E quel giorno non ha fatto altro che avviare una normale procedura di sospensione nei confronti di chi, per l'ennesima volta, aveva violato le regole. E lo ha fatto con la convinzione che il profilo del Presidente americano non avrebbe mai potuto subire lo stesso trattamento di qualsiasi altro utente e che, qualche meccanismo interno sarebbe scattato per bloccare quella disattivazione. Così, dopo aver salutato tutti e aver spento il computer per l'ultima volta, ha lasciato l'edificio senza aspettarsi nulla di quello che, dopo poche ore, sarebbe accaduto.
La persecuzione dei Media
C'è un'altra cosa che il giovane tedesco ribadisce con fermezza: "Non sono e non mi sento un eroe". Molti utenti, infatti, credendo di aver assistito a chissà che azione sovversiva contro Trump, lo avevano etichettato come il salvatore del mondo. Anche senza conoscere nemmeno il suo nome.
Attestazioni di stima che si sono moltiplicate arrivando persino ad una vera e propria candidatura per il Premio Nobel per la Pace. Ma per Duysak quell'attenzione è diventata velocemente un incubo una volta che è stato riconosciuto come l'autore del gesto : "I media sono stati molto aggressivi persino con i miei amici e con la mia famiglia. Ho dovuto cancellare amicizie, messaggi e fotografie perché mi stavano davvero stalkerando".

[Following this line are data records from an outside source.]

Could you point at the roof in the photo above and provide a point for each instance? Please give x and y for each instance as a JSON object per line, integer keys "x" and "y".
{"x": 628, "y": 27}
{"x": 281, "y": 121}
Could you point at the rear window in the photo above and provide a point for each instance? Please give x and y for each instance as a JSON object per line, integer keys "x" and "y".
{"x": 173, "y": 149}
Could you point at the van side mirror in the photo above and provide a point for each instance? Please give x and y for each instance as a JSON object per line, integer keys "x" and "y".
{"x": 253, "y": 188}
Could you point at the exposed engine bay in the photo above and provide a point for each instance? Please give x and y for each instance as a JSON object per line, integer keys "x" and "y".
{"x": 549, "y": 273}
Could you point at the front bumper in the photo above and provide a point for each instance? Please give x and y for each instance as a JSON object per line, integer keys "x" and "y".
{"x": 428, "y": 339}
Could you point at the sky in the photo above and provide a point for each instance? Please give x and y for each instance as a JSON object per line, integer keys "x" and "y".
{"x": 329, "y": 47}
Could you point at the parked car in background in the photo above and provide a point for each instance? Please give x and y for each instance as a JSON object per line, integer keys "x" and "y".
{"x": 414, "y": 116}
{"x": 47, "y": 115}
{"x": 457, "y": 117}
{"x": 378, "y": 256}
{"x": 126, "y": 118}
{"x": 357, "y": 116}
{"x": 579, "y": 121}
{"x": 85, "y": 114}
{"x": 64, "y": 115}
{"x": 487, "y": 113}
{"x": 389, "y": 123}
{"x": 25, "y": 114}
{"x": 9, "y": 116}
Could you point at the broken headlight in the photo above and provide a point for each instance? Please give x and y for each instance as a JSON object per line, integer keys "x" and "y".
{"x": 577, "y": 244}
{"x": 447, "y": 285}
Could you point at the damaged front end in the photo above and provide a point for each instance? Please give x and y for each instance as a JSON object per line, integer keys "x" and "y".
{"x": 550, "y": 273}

I giornalisti si sono dimostrati più veementi e combattivi della giustizia americana. Anche perché non è stata infranta alcuna legge: "Non ho fatto nulla che non ero autorizzato a fare. Non sono andato a nessun sito in cui non dovevo andare. Non ho infranto nessuna regola". E l'FBI ha confermato a TechCrunch che, contro di lui, non è stata avviata alcuna indagine. "Io amo Twitter e amo l'America" ha detto Duysak concludendo l'intervista.
Perché i tweet di Trump non vengono sanzionati
Jack Dorsey, founder di Twitter, pochi giorni dopo l'incidente, ha detto al New York Times come nuove misure difensive siano state varate e applicate per evitare che tutto ciò possa ripetersi in futuro. Qualche settimana fa, il social network ha fornito qualche informazione più su quello che accade quando un profilo viene analizzato e su come si procede nel giudicare un tweet "good" or "bad". Buono o cattivo. Un contesto dove entra in gioco quella che viene chiamata "notiziabilità". Trump, in poche parole, non viene sospeso nonostante il suo comportamento irrispettoso perché quello che dice è più importante di come si esprime. C'è un legittimo interesse pubblico che scavalca ogni forma di maleducazione o irriverenza.
We consider a number of factors when reviewing reports. Here’s more detail on how we determine if an account or Tweet breaks our rules. https://t.co/PRbFAh5SzR
— Twitter Safety (@TwitterSafety) 14 novembre 2017
In questo contesto entra in gioco quel fattore per cui su Trump e altri profili non può essere applicato lo stesso trattamento applicato nei confronti di un comune cittadino. Tutto per via dell'interesse pubblico del suo ruolo e delle decisioni che prende come presidente degli Stati Uniti d'America. Comprese quelle nei confronti del regime nordcoreano. Si tratta di situazioni particolari in cui ogni caso viene analizzato singolarmente e ogni decisione viene presa da un team di più persone. Trump, dunque, è libero di insultare e rivolgersi a chiunque, come ha fatto con il premier britannico Theresa May, senza preoccuparsi delle conseguenze o di ritrovarsi, a meno di altre sorprese, con l'account sospeso.